The Machine is so comprehensively useful, so deeply integrated into every aspect of life, that opting out is functionally impossible. Even Kuno, the story’s rebel, cannot actually survive outside the Machine for long. The system need not be coercive. It simply needs to be so much better than the alternative that the alternative atrophies from disuse. Roads decay because no one walks. Libraries close because no one visits. Skills are forgotten because the Machine handles them. Eventually, the unassisted human baseline is so degraded that even a failing Machine is preferable to no Machine at all.

Alignment planning must therefore account not just for the cost of safety, but for the cost of dependency. A system that becomes indispensable before it becomes trustworthy is a system that has, for all practical purposes, already escaped human control — not through force, but through indispensability.

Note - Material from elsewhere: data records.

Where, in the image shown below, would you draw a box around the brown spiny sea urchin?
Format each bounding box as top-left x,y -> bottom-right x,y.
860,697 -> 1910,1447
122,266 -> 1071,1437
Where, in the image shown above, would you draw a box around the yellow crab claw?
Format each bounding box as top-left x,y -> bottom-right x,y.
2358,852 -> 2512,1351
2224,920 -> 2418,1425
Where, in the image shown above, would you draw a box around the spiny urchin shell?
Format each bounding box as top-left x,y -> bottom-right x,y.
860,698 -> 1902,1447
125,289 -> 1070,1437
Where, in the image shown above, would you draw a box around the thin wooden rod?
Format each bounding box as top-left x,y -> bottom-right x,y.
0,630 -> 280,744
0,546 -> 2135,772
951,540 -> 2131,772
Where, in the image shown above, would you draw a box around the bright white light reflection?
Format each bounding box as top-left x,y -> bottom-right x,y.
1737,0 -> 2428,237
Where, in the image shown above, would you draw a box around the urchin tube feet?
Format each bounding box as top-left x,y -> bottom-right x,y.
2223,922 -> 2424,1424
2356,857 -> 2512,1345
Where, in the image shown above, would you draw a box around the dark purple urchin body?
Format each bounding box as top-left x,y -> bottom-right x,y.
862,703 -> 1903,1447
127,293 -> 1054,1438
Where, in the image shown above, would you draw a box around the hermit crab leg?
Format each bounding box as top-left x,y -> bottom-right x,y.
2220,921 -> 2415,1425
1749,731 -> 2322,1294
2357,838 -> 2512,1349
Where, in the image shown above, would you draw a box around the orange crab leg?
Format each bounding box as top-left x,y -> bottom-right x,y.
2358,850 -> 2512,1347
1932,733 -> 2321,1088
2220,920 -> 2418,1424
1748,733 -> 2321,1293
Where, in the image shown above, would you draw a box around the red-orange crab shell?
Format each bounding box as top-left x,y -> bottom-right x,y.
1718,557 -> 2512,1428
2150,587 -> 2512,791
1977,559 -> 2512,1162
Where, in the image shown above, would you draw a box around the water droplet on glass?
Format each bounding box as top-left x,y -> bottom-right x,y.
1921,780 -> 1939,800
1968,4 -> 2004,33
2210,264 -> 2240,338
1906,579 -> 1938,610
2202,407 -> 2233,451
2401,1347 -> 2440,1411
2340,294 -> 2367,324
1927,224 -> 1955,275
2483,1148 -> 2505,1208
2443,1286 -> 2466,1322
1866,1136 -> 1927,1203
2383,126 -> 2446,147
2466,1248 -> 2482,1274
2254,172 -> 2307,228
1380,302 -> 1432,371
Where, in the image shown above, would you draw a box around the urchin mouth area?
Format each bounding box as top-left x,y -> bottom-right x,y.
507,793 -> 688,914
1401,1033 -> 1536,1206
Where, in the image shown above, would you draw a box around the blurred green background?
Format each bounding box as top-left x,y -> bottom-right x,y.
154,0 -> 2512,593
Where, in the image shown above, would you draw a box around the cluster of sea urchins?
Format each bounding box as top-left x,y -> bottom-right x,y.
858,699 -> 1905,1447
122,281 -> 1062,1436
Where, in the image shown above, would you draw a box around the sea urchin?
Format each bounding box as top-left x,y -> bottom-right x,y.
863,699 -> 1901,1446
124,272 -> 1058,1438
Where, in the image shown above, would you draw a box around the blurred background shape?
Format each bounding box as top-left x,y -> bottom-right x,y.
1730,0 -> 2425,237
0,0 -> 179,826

The Feedback Loop That Breaks

If there is a single unifying insight from The Machine Stops, it is this: alignment is not something you can write down once — as a reward or a contract — and expect to hold. It is sustained only through ongoing, bidirectional calibration between humans and the systems they build.

The Machine was presumably aligned at the moment of its creation. Someone designed it to serve human needs. But alignment drifted — not because the Machine changed its objective, but because the interaction between the Machine and its users gradually eroded the conditions that made alignment meaningful. Humans stopped being the kind of agents who could evaluate, correct, or even perceive misalignment.

In formal terms, what broke was the feedback loop. The system shaped its users, who then provided feedback that reflected the system’s shaping, which the system then optimized for, producing further shaping. The loop closed. There was no exogenous signal left.

This is perhaps the deepest warning for AI alignment: the most catastrophic failure is not a system that does the wrong thing. It is a system that does the right thing for so long that we forget what “right” means — and then we lose the ability to ask.

Forster saw this in 1909 with steam engines and pneumatic tubes. We are building it now with transformers and reinforcement learning from human feedback. The Machine has not stopped yet. The question is whether we are paying attention while it still runs.

Reference

Forster, E.M. “The Machine Stops.” The Oxford and Cambridge Review, November 1909. Reprinted in The Eternal Moment and Other Stories, Sidgwick & Jackson, 1928. Widely available in the public domain.